Orfeo : Jakub Józef Orliński
Euridice : Jacques Dutronc
Amore: Fatma Saïd
Il Giardino d’Amore, dir. Stefan Plewniak
Orfeo ed Euridice
Azione teatrale per musica en 3 actes de Gluck, livret de Ranieri de ‘Calzabigi
1 CD Erato, avril 2024
« Oh, mais il n’est pas nu ! » – Sur la pochette de son nouveau disque, Jakub Józef Orliński est habillé. Il a même un bandeau devant les yeux. Le phénomène Orliński est désormais une affaire qui marche, et le contre-ténor n’a plus besoin de mettre en avant d’autres arguments que son chant. Il rêve depuis longtemps d’interpréter l’Orfeo de Gluck, il l’a fait plusieurs fois sur scène ou en concert, notamment au Théâtre des Champs-Elysées en 2022, dans la production de Robert Carsen. De fait, la partition lui convient bien, et l’on ne criera pas cette fois que l’empereur est nu : Orliński, on le sait, est bien plus à son aise dans les airs « planants », dans le registre élégiaque, car les moments d’emportement mettent parfois en relief des stridences moins agréables à entendre. Dans Orfeo, aucune aria ne sollicite la virtuosité ou la vélocité, et le chanteur peut tout à sa guise émettre de beaux sons filés.
De la vélocité, pourtant, il y en a sans conteste dans cet enregistrement réalisé en janvier 2023. Grâce à l’accélération qu’ont connue les tempos depuis l’arrivée en force des baroqueux, la durée de l’Orfeo de Gluck rétrécit de décennie en décennie. Si l’on se réfère au tout premier enregistrement intégral sur instruments anciens, gravé en 1982 par Sigiswald Kuijken avec René Jacobs dans le rôle-titre, l’œuvre tenait à l’origine sur deux vinyles de 52 minutes chacun. En quarante ans, on est donc passé de 104 à 84 minutes, qui remplissent un unique CD. La compression est particulièrement frappante pour certains morceaux : les ombres heureuses deviennent très guillerettes, et « Che puro ciel », qui occupait plus de sept minutes, chanté par Jacobs, ne prend plus que 4 minutes et 40 secondes par Orliński. Plus aucun « tunnel » à redouter, et un vent salutaire souffle dans la perruque du bon Christoph Willibald.
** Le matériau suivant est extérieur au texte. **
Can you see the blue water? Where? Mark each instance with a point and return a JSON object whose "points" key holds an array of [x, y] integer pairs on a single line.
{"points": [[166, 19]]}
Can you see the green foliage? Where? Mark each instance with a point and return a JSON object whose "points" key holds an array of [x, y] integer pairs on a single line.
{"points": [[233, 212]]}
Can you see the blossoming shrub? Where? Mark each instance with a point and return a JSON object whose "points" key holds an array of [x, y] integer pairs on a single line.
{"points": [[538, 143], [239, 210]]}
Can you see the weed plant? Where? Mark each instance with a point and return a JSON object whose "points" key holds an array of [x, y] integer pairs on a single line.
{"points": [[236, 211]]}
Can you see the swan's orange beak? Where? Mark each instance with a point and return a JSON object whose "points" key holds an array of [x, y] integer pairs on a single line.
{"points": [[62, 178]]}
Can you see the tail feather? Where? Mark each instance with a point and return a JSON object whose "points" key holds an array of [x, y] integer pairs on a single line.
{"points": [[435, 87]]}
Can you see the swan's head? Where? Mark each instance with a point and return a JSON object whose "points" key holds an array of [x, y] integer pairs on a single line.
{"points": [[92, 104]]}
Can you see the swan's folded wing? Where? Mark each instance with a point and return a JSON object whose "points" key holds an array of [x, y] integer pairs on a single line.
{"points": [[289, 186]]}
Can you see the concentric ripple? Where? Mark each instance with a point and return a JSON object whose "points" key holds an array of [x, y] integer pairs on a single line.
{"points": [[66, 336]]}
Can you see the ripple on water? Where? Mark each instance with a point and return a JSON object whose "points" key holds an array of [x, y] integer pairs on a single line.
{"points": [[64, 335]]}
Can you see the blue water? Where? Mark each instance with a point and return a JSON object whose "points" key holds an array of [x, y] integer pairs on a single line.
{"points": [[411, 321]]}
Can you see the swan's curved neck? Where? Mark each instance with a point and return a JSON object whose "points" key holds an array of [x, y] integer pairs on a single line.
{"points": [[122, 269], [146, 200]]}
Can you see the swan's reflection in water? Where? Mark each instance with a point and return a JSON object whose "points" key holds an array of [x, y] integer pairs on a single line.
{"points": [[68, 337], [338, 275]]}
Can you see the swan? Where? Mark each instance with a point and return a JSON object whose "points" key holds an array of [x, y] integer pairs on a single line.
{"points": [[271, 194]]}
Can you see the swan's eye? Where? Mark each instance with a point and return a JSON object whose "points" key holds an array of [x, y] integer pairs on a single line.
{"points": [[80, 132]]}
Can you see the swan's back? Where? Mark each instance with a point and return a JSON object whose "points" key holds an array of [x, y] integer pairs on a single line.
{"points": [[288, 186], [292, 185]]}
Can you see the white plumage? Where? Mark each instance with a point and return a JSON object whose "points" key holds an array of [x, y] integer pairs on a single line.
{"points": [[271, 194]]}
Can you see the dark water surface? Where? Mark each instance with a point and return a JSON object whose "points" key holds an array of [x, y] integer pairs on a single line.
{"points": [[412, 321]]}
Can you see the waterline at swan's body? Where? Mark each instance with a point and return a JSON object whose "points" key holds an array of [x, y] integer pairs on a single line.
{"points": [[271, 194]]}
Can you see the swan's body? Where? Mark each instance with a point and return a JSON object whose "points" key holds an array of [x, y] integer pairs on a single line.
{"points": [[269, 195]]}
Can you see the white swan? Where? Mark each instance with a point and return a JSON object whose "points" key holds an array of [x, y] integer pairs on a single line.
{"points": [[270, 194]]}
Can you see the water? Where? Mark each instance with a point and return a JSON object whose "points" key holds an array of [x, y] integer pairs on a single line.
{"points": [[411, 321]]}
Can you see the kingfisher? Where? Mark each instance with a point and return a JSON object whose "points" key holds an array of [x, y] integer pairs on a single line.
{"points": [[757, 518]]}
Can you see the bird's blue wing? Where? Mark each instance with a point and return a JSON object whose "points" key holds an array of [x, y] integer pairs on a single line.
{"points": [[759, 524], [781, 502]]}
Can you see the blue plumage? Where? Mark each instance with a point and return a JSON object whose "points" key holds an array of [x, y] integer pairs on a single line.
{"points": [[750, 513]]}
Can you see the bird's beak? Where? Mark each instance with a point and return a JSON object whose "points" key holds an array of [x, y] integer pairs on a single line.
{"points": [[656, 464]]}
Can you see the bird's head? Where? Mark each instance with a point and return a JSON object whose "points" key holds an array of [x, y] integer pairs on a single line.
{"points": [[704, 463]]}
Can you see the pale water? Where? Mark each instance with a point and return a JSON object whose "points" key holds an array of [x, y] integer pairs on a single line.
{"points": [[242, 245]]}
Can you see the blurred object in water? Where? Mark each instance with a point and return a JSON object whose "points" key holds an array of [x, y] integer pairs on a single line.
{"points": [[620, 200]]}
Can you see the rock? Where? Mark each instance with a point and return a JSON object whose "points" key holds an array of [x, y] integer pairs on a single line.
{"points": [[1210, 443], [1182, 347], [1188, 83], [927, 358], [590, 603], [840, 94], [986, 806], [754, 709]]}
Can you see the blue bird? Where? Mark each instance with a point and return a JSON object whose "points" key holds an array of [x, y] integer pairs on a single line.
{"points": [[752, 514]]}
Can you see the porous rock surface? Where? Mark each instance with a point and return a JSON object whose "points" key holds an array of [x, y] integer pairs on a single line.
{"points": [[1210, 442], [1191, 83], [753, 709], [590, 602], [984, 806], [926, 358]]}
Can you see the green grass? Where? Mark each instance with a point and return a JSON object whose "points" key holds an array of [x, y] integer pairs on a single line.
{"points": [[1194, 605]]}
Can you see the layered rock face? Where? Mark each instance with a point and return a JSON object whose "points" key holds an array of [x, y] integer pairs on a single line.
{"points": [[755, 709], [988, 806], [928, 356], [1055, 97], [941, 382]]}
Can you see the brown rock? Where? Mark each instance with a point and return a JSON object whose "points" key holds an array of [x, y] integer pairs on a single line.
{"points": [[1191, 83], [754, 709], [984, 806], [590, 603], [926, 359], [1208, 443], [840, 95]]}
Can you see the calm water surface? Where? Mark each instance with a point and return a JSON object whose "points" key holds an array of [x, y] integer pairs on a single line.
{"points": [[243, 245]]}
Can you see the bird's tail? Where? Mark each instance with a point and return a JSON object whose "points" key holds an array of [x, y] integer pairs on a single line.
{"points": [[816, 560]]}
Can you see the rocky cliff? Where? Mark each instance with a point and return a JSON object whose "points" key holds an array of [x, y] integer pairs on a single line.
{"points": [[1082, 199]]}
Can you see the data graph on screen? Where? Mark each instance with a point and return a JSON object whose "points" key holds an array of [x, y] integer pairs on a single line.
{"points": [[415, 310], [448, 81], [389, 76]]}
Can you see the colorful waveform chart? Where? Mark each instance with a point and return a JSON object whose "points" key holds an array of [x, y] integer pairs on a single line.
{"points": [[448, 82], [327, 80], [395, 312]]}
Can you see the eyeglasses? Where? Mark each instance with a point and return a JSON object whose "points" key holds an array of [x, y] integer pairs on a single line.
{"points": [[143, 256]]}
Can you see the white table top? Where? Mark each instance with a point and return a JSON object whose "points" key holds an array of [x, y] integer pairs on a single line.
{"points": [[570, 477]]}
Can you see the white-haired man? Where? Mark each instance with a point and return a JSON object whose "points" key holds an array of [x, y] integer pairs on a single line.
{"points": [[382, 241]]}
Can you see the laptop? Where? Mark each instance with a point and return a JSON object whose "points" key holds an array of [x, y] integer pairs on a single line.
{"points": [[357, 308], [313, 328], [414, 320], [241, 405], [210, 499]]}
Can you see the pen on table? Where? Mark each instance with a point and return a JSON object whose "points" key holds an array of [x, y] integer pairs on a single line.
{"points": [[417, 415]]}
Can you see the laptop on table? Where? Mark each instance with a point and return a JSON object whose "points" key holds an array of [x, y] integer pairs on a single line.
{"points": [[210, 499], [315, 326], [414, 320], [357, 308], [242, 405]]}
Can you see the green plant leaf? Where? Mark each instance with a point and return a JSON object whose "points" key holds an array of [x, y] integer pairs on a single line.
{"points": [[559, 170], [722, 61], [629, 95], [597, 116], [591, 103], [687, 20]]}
Les compatriotes du contre-ténor, l’orchestre et chœur polonais Il Giardino d’Amore dirigé par Stefan Plewniak, se montrent tout à fait convaincants, avec des effets parfois inattendu, comme ces percussions martiales qui – c’est logique, s’agissant d’un « triomphe » – accompagnent le « Trionfi Amore » final.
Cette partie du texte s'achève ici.